Il nome di Luca Azzolini non è certo sconosciuto a chi, in libreria, bazzica tra gli scaffali dedicati al fantasy. Nel 2009 il suo romanzo d’esordio Il fuoco della fenice è stato solo il primo passo verso un mondo di pagine dedicate ai lettori più giovani (e a chi si sente tale). Classe 1983, laureato in Storia dell’arte, Luca ha fatto della passione per la scrittura un lavoro e un meritato successo. In qualità di autore, curatore, ghostwriter e lettore ha lavorato con editori del calibro di Reverdito, Piemme (Il battello a vapore), Giunti ed Einaudi Ragazzi, e dal fantasy si è mosso verso storie di avventure, viaggi e vita vera. Sempre con una spolverata di sincera meraviglia.

È uscito da pochissimo il suo nuovo libro La Grande Corsa, edito da Einaudi Ragazzi per la celebre collana Storie & Rime. Un racconto di sogni e di amicizia ispirato alla Storia con la “s” maiuscola, e un ottimo spunto per parlare un po’ con Luca di libri (e di tanto altro).

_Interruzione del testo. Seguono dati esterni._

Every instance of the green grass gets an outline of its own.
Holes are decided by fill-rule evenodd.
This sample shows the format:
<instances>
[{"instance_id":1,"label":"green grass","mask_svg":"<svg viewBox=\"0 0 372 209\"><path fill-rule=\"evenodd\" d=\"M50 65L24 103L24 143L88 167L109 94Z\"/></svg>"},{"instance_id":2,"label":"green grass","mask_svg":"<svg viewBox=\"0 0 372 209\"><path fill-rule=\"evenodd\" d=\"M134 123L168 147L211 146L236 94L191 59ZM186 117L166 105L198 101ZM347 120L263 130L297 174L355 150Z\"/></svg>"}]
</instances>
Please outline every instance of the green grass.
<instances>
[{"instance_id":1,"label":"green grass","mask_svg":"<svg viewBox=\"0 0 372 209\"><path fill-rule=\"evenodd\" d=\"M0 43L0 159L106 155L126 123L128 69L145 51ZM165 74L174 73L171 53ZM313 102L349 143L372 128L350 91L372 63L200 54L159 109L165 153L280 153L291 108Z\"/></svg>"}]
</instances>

  • Luca, sei un autore di libri per bambini e ragazzi. Questo settore negli ultimi anni si è rivelato trainante per l’intero mercato editoriale. Perché, secondo te, la letteratura per l’infanzia funziona così bene? E perché per te scrivere un libro per ragazzi costituisce una sfida avvincente?

Mi piace pensare che ci sia una questione anagrafica: da bambini si legge di più, si è più curiosi, si avverte il senso della meraviglia e ci si lascia conquistare da ogni genere di storia (senza contare il gran numero di professionisti che lavorano nel settore ragazzi e sviluppano sempre idee nuove). Gli adulti che continuano in questo solco, malauguratamente, sono sempre meno. Già alle scuole medie l’adolescenza con le sue tensioni porta a un leggero disamoramento verso il libro. Ecco, per me scrivere per ragazzi è una sfida avvincente anche per questo, perché oltre all’esigenza di comunicare qualcosa c’è il desiderio far innamorare delle mie storie più lettori possibili, avvincerli al libro e farli portavoce di questa passione. Quando inizi a leggere e ami le storie che trovi, continuerai a cercarne di nuove.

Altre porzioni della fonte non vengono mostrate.